Personal information
- Born: 13 January 1995 (age 31) Brisbane, Australia
- Height: 189 cm (6 ft 2 in)
- Weight: 89 kg (196 lb)
- Website: Official Website

Sport
- Country: Australia
- Sport: Athletics
- Event: Decathlon
- Club: Tigers Athletics Club
- Coached by: Chris Gaviglio

Achievements and titles
- Personal best(s): Decathlon: 8393 (2022) Decathlon (Junior): 8094

Medal record
Commonwealth Games
| Bronze medal – third place | 2018 Gold Coast | Decathlon |
| Bronze medal – third place | 2022 Birmingham | Decathlon |
Oceania Area Championship
| Silver medal – second place | 2019 Townsville | Decathlon |
World Junior Championships
| Silver medal – second place | 2014 Eugene | Decathlon |

= Cedric Dubler =

Australian decathlete

Cedric Dubler (born 13 January 1995) is an Australian decathlete.

== Early years ==
As a young boy, Dubler was good at basketball, volleyball, and soccer. At Little Athletics, he excelled at every type of event including 800m, long jump and sprints, and cross-country. Dubler joined coach Eric Brown who trained him on the pole vault and Brown soon realized that Dubler was a potential decathlete.

When only 17 years of age, Dubler placed fourth at the 2012 World U20 Championships. Two years later he won silver at the IAAF U20 World Junior Championships in Eugene, setting a former Oceania Junior Record of 8094 points. He was one of Australia's finest ever junior decathlete together with his training partner Ash Moloney.

== Achievements ==
In 2016, Dubler qualified for the Rio 2016 Olympics. Dubler competed as Australia's first decathlete in 16 years at the 2016 Summer Olympics in Rio de Janeiro, placing 14th. He was the first Australian since Sydney 2000 to compete at the Games and moved up to number three Australian all-time with a score of 8024, after qualifying with 8114 points.

In 2017, Dubler defended his national title and was placed 18th at the 2017 IAAF World Championships.

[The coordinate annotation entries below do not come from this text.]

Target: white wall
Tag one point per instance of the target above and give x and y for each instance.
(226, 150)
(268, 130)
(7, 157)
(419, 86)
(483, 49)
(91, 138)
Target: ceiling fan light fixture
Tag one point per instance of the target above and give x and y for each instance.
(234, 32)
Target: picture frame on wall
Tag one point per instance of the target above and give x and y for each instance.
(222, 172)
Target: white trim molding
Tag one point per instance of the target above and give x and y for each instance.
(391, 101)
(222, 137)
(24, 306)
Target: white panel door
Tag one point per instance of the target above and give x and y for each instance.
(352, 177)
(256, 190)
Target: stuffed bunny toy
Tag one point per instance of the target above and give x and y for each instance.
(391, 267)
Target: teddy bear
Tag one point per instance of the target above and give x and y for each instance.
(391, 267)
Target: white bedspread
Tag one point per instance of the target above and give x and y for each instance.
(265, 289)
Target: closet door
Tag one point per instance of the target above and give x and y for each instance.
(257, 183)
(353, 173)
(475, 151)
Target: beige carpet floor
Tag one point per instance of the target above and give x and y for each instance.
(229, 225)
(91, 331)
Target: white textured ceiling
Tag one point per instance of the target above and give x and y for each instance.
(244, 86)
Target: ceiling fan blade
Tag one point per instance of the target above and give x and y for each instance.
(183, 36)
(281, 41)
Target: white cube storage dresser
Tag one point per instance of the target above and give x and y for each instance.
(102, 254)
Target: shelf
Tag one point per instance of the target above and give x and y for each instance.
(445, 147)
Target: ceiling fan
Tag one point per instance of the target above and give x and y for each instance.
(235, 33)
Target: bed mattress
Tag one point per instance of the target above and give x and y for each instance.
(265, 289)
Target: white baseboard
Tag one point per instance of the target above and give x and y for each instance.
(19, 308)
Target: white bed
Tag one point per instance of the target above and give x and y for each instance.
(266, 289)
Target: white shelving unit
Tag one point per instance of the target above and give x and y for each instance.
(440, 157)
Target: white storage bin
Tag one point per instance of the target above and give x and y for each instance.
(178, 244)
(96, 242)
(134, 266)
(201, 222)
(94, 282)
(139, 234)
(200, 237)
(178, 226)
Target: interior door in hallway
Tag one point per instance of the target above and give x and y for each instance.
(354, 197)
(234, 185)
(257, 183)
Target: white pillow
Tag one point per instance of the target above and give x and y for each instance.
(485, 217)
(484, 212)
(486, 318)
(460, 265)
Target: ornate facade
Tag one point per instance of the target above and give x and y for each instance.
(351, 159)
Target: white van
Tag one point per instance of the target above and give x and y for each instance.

Dubler continued to make improvements in the 110m hurdles, discus, and pole vault, and at the National Championships and Commonwealth Games trials he achieved PBs in the 100m, shot, 110m hurdles, pole vault, javelin, and 1500m.

At the 2016 Summer Olympics, Dubler apologized after a cameraman was nearly struck during his second attempt of the javelin throw.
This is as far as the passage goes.